Likewise, the consumers’ association alleged that the necessary requirements allowing for the Executive Branch to issue this sort of decrees had not been met. According to the plaintiffs, instead of urgency, there was “…plainly an Executive Branch’s intention to ‘bailout’ the most affected corporate sector of the insurance market…”.
The case was heard by the federal administrative law courts. Both in first and second instance the complaint was admitted. The Argentine Government filed an extraordinary appeal against the appellate decision. The Supreme Court deemed that the extraordinary appeal had been granted correctly and unanimously affirmed the appellate ruling although justices Highton de Nolasco, Petracchi, Maqueda and Argibay issued their own votes.
In principle, the Executive Branch is prohibited from issuing regulations which are legislative in nature. Only when due to exceptional circumstances it is impossible to follow the ordinary procedures set forth in the Federal Constitution for the enactment of laws, and when rules are not referred to in criminal, taxation or electoral matters, or the system of political parties, does the Constitution authorize the Executive Branch to issue decrees on grounds of necessity and urgency, to the extent that certain other formal requirements are met (article 99.3 of the Federal Constitution).

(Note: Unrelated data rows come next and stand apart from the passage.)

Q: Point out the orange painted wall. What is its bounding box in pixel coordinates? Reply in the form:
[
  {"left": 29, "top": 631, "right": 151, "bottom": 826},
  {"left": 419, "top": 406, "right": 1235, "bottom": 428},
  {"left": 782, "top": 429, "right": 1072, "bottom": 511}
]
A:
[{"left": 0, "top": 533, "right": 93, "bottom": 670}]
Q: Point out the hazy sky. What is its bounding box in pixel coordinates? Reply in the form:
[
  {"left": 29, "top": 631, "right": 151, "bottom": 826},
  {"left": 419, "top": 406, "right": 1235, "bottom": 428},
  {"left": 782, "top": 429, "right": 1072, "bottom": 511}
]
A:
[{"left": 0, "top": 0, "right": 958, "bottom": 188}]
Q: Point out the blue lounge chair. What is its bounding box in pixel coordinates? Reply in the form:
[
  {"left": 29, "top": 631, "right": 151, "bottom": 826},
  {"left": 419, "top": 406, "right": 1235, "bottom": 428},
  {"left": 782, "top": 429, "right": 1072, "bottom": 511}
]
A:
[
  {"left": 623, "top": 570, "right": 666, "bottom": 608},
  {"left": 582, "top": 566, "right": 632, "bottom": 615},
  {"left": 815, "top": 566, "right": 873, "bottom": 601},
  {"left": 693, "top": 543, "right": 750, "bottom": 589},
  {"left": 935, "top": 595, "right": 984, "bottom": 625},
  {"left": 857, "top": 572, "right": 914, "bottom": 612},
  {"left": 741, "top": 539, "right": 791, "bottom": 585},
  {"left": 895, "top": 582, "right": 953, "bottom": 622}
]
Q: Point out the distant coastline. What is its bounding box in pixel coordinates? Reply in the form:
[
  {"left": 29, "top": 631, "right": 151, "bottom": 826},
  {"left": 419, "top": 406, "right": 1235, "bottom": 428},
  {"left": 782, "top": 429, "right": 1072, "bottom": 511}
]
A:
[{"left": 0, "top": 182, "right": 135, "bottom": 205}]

After pointing out the extensive use of this type of decree and stressing that judges have the authority to evaluate the factual circumstances that would justify the issuance of decrees on grounds of necessity and urgency, the Supreme Court found that in this case none of the indispensable requisites set forth in the “Verrocchi” precedent had been met to legitimate the exercise by the President of legislative functions which, in principle, are foreign to the President’s attributes, that is: “…1) that it was impossible to enact legislation through the ordinary procedure set forth in the Constitution, meaning that the houses of Congress cannot meet due to force majeure circumstances that prevent it, as would occur in case of warlike actions or natural disasters preventing a meeting to be held or Congressmen to travel to the Federal Capital; or 2) that the situation requiring a legislative solution be of such an urgency that it must be solved immediately, within a period of time inconsistent with the term demanded by the ordinary procedure for the enactment of laws…”.
In connection with the decree itself (issued before the enactment of Law No. 26,122, by which the Federal Congress regulated the procedure and scope of its intervention in respect of decrees issued by the Executive Branch on grounds of necessity and urgency), the Supreme Court also pointed out that, notwithstanding the economic and financial emergency invoked in the decree, the amendments introduced to the Insurance Companies Act, “…do not reflect a circumstantial-type of decision aimed at mitigating a purported extraordinary situation in the [insurance] sector, but, on the contrary, constitute permanent rules amending the laws of the Federal Congress…”.
In short, the Supreme Court held that the amendments to the Insurance Companies Law introduced by Decree No. 558/2002 are invalid.
This insight is a brief comment on legal news in Argentina; it does not purport to be an exhaustive analysis or to provide legal advice.